부산대학교 도서관

The looming threat of an adversary with quantum computing capability led to a worldwide research effort towards identifying and standardizing novel post-quantum cryptographic primitives. Post-standardization, all existing security protocols will need to support efficient implementation of these primitives. In this work, we contribute to these efforts by reporting the smallest implementation of CRYSTALS-Dilithium, one of the chosen post-quantum digital signature scheme for NIST standardization process.

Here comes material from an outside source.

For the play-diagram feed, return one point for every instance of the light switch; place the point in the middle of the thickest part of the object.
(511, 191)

By invoking multiple optimizations to leverage parallelism, pre-computation and memory access sharing, we obtain an implementation that could be fit into one of the smallest Zynq FPGA. On Zynq Ultrascale+, our design achieves an improvement of about 36.7%/35.4%/42.3% in Area $\times $ Time (LUTs $\times \text{s}$ ) trade-off for KeyGen/Sign/Verify respectively over state-of-the-art implementation. We also evaluate our design as a co-processor on three different hardware platforms and compare the results with software implementation, thus presenting a detailed evaluation of CRYSTALS-Dilithium targeted for embedded applications. Further, on ASIC using TSMC 65nm technology, our design requires 0.227mm 2 area and can operate at a frequency of 1.176 GHz. As a result, it only requires $53.7\mu \text{s}/96.9\mu \text{s}/57.7\mu \text{s}$ for KeyGen/Sign/Verify operation for the best-case scenario.